Dittrich: Ab 1998 hatte ich einen Internetanschluss. Damals hörte das spontane Klingeln an der Tür auf, und die Kumpels schickten Nachrichten über ICQ und AOL, um sich zu verabreden. Ab 2012 hatte dann jeder ein Smartphone. Ich war schon immer viel auf Reisen, auch vor 2012. Irgendwo habe ich mal gelesen: „Das Schöne am Reisen ist, dass es dir eine Chance gibt, gelangweilt, verloren und einsam zu sein.“ Damals, wenn du in einer labyrinthartigen marokkanischen Altstadt verloren warst, hast du jemanden nach dem Weg gefragt. Vielleicht hat der dich noch auf einen Tee eingeladen oder von einem Dorf erzählt, das in keinem Reiseführer stand. Du bist hingefahren, und plötzlich war deine ganze Reise anders.
Damals, wenn du gelangweilt warst und auf deine Pizza gewartet hast, hast du den Blick eines anderen Reisenden aufgefangen und ein Gespräch begonnen. Vielleicht seid ihr Freunde geworden und gemeinsam weitergereist. Damals, wenn du einsam warst, hast du in einer Bar den Mut gefunden, eine Frau anzusprechen. Und wenn das erfolgreich war, fühlte es sich unglaublich gut an. Und heute? Verloren? Google Maps. Gelangweilt? Instagram. Einsam? Tinder. Unter Wasser gibt es das alles nicht. Dort ist vielleicht der einzige Ort, an dem wir heutzutage eine schwerelose, absolute Ruhe erleben können.
LWZ: Welche Fähigkeiten muss man fürs Apnoetauchen mitbringen, und kann es jeder erlernen?
Dittrich: Ja, jeder kann es lernen. Alles, was man braucht, ist die Bereitschaft, sich auf etwas Neues einzulassen.
LWZ: Wie entstand bei Ihnen die Idee, den deutschen Rekord zu brechen?

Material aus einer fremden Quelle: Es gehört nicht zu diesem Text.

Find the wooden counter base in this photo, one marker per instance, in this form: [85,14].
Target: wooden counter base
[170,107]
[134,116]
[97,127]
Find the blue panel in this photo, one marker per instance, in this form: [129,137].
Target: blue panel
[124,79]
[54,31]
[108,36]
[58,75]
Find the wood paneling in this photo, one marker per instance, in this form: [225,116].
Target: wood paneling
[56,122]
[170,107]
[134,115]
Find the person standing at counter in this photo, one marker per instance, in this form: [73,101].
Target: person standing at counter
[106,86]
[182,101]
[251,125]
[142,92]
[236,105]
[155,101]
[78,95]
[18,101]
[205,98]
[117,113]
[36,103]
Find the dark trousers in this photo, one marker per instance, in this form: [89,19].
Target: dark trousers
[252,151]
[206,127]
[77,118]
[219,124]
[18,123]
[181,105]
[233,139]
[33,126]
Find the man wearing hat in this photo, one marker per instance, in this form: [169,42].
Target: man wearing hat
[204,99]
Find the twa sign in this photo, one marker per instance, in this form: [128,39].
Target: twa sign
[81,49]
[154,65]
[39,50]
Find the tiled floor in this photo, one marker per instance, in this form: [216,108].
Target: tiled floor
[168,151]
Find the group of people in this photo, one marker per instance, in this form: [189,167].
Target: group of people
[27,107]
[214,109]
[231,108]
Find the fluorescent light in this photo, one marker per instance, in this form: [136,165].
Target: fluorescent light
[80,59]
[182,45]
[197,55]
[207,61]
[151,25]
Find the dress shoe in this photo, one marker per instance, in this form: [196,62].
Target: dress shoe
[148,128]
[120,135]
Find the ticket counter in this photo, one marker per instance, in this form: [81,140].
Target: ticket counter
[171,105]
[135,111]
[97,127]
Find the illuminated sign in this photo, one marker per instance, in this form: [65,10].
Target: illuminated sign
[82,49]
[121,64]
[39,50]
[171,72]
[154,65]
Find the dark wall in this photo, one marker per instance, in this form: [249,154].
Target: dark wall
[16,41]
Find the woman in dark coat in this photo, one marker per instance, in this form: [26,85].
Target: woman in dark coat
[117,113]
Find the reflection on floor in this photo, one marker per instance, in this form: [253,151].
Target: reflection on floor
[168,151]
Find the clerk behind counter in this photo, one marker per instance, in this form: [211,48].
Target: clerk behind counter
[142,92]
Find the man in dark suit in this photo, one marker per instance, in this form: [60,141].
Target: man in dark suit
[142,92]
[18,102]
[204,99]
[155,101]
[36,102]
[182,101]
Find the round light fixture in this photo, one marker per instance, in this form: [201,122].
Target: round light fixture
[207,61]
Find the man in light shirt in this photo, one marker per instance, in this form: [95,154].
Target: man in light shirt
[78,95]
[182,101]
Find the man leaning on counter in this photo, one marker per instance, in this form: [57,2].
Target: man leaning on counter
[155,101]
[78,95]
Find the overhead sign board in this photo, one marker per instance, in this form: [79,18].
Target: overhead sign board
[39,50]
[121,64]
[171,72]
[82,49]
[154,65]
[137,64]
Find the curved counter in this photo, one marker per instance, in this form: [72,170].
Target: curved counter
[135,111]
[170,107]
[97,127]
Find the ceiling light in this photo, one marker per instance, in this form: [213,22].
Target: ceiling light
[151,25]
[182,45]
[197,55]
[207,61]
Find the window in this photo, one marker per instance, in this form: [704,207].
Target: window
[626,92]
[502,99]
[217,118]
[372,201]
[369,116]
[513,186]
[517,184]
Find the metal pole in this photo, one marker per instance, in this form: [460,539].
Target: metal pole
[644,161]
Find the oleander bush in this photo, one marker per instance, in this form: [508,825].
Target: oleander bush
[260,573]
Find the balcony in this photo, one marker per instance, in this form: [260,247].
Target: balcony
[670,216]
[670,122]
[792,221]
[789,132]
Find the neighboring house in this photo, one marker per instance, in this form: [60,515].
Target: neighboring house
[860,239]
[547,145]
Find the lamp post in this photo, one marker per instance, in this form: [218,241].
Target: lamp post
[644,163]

Dittrich: Nach dem eintägigen Kurs in Mexiko habe ich zwei Jahre nicht viel ans Freediving gedacht. Nach einem Jahrzehnt des rastlosen Reisens und viel Rock’n’Roll zog ich nach Montenegro in die Natur ans Meer, um mal etwas ruhiger zu leben und verbrachte viel Zeit im Wasser. Ein Freund aus Leopoldshöhe besuchte mich 2019 und erinnerte mich an den Kurs. Ich zeigte ihm ein paar Tricks, die ich von Pepe gelernt hatte. Wir gingen aufs Meer hinaus, und ich schaffte plötzlich 20 Meter – einfach so.
Wieder ekstatisch wie 2017 buchte ich mir drei Tage später spontan einen Flug nach Dahab, und zwei Wochen später tauchte ich auf 40 Meter. Da wurde mir klar: Je gesünder und bewusster ich lebte, desto schöner und tiefer wurden meine Tauchgänge. Ab da war ich angefixt. Es folgten fünf Jahre intensives Training. Dieses Jahr habe ich dann den Rekord mit 100 Metern gebrochen, das ist einfach so passiert, weil ich am Ball geblieben bin.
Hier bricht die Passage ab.